In termini concreti si può dire:
«Si noti bene che “Figlio di Dio” non significa altro se non l'uomo Gesù in quanto morto e resuscitato, in quanto avente peso salvifico per tutti gli uomini, in quanto centro del progetto di Dio. Quindi anche il famoso schema della preesistenza, che ci sembra così lontano dal Gesù di Nazareth, in fondo non è altro che un mezzo linguistico per poter sottolineare, in una determinata cultura, quella ellenistica, che in Gesù Dio si è espresso al massimo» (G. Barbaglio, Gesù di Nazareth dalla strada alla fede, Arsenale Cooperativa Editrice, Venezia 1980).
«Giovanni vede il rapporto tra Gesù e Dio in modo funzionale, come risulta chiaro dall’argomentazione addotta dal Gesù giovanneo (Gv.10, 34-38): per Giovanni Gesù è realmente uomo, ma in un rapporto del tutto singolare con Dio, una relazione che trascende di gran lunga qualsiasi altra. Chi conosce lui conosce il Padre (8, 19) e chi vede lui vede il Padre (14, 19). Ciò che Gesù dice e fa manifesta la sua persona, rivela cioè il mistero della sua unità vitale con il Padre. In questo senso la funzione è la sua stessa persona» (Ed. Schillebeeckx, Il Cristo. La Storia di una nuova prassi, Queriniana, Brescia 1980, pag. 502).

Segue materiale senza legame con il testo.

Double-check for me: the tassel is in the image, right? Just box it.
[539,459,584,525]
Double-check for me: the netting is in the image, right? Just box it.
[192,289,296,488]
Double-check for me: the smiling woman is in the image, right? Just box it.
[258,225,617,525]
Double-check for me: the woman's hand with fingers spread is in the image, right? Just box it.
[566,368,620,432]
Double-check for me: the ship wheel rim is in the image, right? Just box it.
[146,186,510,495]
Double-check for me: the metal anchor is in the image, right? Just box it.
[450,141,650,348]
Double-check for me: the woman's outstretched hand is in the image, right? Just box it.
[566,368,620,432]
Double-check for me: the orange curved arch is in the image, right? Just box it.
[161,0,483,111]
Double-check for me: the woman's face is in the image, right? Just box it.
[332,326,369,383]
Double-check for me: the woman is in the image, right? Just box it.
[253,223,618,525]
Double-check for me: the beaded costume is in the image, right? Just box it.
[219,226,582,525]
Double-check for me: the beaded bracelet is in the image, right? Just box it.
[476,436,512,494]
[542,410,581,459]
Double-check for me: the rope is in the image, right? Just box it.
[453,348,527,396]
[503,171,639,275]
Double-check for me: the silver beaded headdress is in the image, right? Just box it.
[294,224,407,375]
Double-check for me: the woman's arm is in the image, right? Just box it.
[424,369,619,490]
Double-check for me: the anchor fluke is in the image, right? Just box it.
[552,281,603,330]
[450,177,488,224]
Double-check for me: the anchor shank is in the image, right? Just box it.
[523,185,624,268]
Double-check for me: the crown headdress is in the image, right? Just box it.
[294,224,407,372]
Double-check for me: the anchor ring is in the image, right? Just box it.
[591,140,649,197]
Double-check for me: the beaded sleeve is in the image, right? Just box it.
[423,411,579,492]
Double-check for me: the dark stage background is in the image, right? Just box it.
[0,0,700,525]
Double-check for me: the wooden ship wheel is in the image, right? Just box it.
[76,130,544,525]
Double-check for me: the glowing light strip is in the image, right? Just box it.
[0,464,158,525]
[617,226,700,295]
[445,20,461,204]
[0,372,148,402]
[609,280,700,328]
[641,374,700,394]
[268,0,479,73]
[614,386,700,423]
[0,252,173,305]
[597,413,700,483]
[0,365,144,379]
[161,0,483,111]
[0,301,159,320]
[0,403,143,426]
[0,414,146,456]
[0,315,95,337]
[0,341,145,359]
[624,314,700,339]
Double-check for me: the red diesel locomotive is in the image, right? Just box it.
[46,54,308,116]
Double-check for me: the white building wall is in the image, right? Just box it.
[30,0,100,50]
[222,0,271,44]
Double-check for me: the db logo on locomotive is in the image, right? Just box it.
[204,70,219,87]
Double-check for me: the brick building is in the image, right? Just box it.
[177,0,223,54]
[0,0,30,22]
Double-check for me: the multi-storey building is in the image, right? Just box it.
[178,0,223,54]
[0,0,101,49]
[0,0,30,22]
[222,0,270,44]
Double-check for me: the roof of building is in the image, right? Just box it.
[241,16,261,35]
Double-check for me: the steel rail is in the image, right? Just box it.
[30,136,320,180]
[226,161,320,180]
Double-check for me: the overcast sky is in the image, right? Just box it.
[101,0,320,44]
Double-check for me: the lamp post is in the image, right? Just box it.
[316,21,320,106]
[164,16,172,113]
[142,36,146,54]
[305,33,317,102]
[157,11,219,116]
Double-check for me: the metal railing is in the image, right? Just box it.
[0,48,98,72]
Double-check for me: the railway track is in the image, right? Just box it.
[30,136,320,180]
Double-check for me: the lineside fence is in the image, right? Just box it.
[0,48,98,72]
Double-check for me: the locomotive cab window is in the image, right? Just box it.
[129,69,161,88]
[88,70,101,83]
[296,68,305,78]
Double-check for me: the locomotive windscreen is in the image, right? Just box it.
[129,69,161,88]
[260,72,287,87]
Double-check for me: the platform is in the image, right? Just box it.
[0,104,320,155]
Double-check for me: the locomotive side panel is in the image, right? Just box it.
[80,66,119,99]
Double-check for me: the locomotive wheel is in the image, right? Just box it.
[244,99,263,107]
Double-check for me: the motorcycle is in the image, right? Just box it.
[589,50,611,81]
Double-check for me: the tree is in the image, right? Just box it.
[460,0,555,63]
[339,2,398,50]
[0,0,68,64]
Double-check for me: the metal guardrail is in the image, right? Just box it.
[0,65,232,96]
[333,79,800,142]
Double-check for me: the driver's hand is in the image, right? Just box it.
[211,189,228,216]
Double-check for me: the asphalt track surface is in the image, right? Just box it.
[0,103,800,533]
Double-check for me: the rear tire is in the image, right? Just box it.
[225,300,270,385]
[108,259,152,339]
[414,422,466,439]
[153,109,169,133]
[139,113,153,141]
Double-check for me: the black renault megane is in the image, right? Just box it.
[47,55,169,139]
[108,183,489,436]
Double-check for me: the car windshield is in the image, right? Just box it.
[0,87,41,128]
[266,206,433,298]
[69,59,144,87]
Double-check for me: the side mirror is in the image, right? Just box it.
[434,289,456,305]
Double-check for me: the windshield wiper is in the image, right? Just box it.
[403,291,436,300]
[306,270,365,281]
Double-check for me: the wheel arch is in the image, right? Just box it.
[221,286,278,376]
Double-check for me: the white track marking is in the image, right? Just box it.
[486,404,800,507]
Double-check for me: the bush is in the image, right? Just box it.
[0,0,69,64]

* Questa impostazione ha richiesto, evidentemente, un profondo ripensamento su altri punti ed ha stimolato una vasta produzione biblica e teologica alla quale possiamo solo accennare rapidamente:
«Il Figlio di Dio rende Dio udibile e visibile più di chiunque altro o di qualunque altra cosa e pertanto è il primogenito di tutta la creazione (Col. 1, 15). Così egli è superiore a qualsiasi altra creatura. Ma resta inferiore a Dio. Quando Paolo in I Corinti 15, 27 applica al Figlio di Dio le parole «tutto ha posto sotto i piedi di lui» (Salmo 8, 7), egli eccettua Dio espressamente, concludendo: «quando avrà assoggettato a lui tutte le cose, allora il Figlio stesso farà atto di sottomissione a Colui che gli ha sottoposto ogni cosa, affinché Dio sia tutto in tutti» (Bas Van Iersel, Concilium 3/1982).
Nello stesso modo possiamo dire che come «la preesistenza di Gesù come eterno Figlio di Dio è un modo ebraico ed ellenistico di esprimere il significato salvifico di Gesù» (Brian McDermott, Gesù Cristo nella fede e nella teologia, Concilium 3/1982, pag. 23). Così «l’unicità di Gesù di Nazareth, secondo la testimonianza del Nuovo Testamento, consisteva nell'essere colui che aveva ricevuto un appello particolare da Jahvé, a cui egli rispose nella sua storia particolare» (P.M. Van Buren, Il significato secolare dell’evangelo, Borla, Roma 1970). Diremo perciò ancora che l’identità di Gesù come Figlio è un'identità rispondente e ricettiva di fronte al Padre. e sottolinea il fatto che Gesù è il primo a ricevere l’offerta di salvezza di Dio, prima di diventare colui che offre la salvezza agli altri» (Brian McDermott, Gesù Cristo nella fede e nella teologia, Concilium 3/1982, pag. 25).
«L’antropomorfismo che ci può fuorviare considerando “Dio” come un nome proprio ha portato i cristiani a pensare che, se Gesù è veramente figlio di Dio, allora non può essere, per esempio figlio di Giuseppe. Ma si tratta di un errore. Dire che Gesù è il Figlio di Dio non comporta la negazione che era figlio (fisicamente, n.d.r.) di un altro» (Nicholas Lash, Riflessioni su di una metafora, Concilium 3/1982, pag. 39).